Dzisiejszy dzień był na giełdach wyjątkowo spokojny. W żadnym przypadku dzienna zmiana nie przekroczyła 0,75%, a spadki i wzrosty rozłożyły się niemal równo wśród wszystkich europejskich indeksów. W tym towarzystwie WIG20 wypadł bardzo dobrze, polski indeks zanotował przyzwoity wzrost i uplasował się na 2. miejscu wśród 31 indeksów Starego Kontynentu. Najlepsze okazały się jeszcze nasze węgierskie i ukraińskie odpowiedniki, z kolei europejską stawkę zamykały indeksy z Bułgarii i Estonii.
W Europie Zachodniej dzień nie okazał się jednak neutralny. Zdecydowana większość najważniejszych indeksów strefy euro zakończyła dzień na minusie, a zbiorczy indeks giełdowy Europy, Eurostoxx 50, zaliczył drugą spadkową sesję z rzędu. Sentyment w Europie wciąż pozostaje więc negatywny. Wszystko z powodu czwartkowej decyzji Europejskiego Banku Centralnego o nie zmienianiu prowadzonego skupu aktywów, czego oczekiwały rynki.
WIG20 zanotował za to pozytywną sesję. Wzrost dzienny był co prawda niewielki, jednak warto zanotować, że jednocześnie indeks otworzył się luką wzrostową. Już od rana inwestorzy byli więc zdeterminowani, by wynieść kurs indeksu wyżej, chociaż nie przejawiali takich tendencji już w kolejnych godzinach i dopiero pod koniec sesji wrócili do zakupów.
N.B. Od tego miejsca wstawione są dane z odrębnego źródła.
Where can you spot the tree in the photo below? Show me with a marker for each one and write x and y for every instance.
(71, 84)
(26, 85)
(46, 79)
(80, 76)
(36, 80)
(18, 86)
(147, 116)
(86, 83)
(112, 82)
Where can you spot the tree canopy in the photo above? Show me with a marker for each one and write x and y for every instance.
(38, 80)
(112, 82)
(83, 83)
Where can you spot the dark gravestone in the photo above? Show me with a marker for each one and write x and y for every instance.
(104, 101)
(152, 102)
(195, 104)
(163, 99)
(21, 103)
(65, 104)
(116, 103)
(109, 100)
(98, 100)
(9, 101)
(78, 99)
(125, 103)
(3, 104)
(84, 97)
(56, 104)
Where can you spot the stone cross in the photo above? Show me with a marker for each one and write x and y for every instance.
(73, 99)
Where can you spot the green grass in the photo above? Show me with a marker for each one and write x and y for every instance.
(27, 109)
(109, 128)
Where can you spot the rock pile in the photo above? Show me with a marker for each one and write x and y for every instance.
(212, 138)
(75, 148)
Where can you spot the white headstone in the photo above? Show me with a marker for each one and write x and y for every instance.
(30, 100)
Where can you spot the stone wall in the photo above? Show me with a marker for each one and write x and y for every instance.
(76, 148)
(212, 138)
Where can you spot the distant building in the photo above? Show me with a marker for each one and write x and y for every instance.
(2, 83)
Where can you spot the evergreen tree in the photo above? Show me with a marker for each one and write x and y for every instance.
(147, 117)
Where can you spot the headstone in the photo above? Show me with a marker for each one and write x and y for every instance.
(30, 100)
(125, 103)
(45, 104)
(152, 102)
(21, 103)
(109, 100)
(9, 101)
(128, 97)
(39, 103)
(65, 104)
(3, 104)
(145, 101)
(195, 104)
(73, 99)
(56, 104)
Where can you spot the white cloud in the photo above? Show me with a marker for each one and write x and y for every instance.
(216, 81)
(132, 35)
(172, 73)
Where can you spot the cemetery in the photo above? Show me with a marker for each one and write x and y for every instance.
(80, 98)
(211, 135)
To jednak nie zmieniło nic w sytuacji technicznej polskiego indeksu. Kurs WIG20 wciąż znajduje się poniżej ważnej bariery i na razie nic nie wskazuje, by miał wrócić powyżej poziomu 1750 pkt. Bardziej prawdopodobnym scenariuszem jest powrót kursu w okolice tego poziomu, jego test, oraz późniejsza kontynuacja spadków. W takiej sytuacji spadek o kolejne 100 punktów jest całkiem możliwy.